ある日、職員と散歩から帰った女性利用者が、玄関まで戻ったのですが、また振り返って外へ出ていってしまいました。あわてて私も追いかけると、さっきまでの表情とは全く違い、険しい顔をされていました。腕をつかもうとすると、「近寄るな!」と。いつもはヨボヨボ歩いている方が、スタスタと歩いているではありませんか! (@ ̄□ ̄@;)
刺激しないように後を追いますが、車が多く行き交う道路の歩道を歩いており、早く確保しないと大変危険です。また近寄りますが、「来るな~!」と叫ばれています。かなりの距離を歩く事を想定し、もう一人の職員は車を取りに行きました。
私一人、刺激しないよう、「転ばないで」「道路に出ないで」と祈りながら後を追いました。これはもう、疲れるのを待つしかない。険しい顔でスタスタと歩く女性利用者と、少し離れて追いかける私
「よその人はどう思っているだろう」 そんな事を気にしながら後を追いました。
やっと、歩く速度が遅くなり、疲れた様子になってきました。30分くらい?85歳の女性が30分スタスタと歩いたら、さすがに疲れるでしょう。表情も険しさがなくなりつつあるのを確認をし、やっと腕を組む事が出来ました。

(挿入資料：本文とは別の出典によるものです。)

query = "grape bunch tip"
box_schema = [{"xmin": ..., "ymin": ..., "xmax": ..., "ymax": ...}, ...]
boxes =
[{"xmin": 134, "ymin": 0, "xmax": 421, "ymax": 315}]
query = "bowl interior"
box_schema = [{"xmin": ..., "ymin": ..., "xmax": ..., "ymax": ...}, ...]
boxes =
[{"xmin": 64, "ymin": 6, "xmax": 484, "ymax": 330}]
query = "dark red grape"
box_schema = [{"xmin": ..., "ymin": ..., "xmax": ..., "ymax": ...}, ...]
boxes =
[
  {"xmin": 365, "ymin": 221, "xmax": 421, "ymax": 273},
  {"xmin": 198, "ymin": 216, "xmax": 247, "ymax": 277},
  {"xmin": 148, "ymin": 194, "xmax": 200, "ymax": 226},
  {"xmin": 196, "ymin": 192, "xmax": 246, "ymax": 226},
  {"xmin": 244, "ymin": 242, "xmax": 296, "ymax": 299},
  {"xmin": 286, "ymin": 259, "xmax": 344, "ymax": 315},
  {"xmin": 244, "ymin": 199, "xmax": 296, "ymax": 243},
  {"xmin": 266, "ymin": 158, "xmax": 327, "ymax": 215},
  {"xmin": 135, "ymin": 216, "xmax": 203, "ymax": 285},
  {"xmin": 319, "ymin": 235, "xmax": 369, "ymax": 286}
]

「座りましょう。喉が渇いたでしょ?私のうち、すぐそこだから何か冷たいものでも飲みませんか?」
と声をかけると素直に応じてくださいました。ヤレヤレ~😿
この女性は私の初夜勤の時に真夜中に「キェー!」と叫んだ方です。普段はとてもホンワカとしたお顔で、全く問題がない方です。
その後、またお泊りの時に、険しくなり、「警察を呼ぶぞ!近寄るな!玄関はどこだ!」と豹変されていました。2時間くらいその不穏(穏やかではない様子)に付き合うと、表情が和らいできました。それらの出来事から、認知症の方の不穏はずっと続くものではないとわかりました。豹変している時は説得する事は意味のない事だと思い、ただただ、時間との勝負で、見守るしかないと思いました。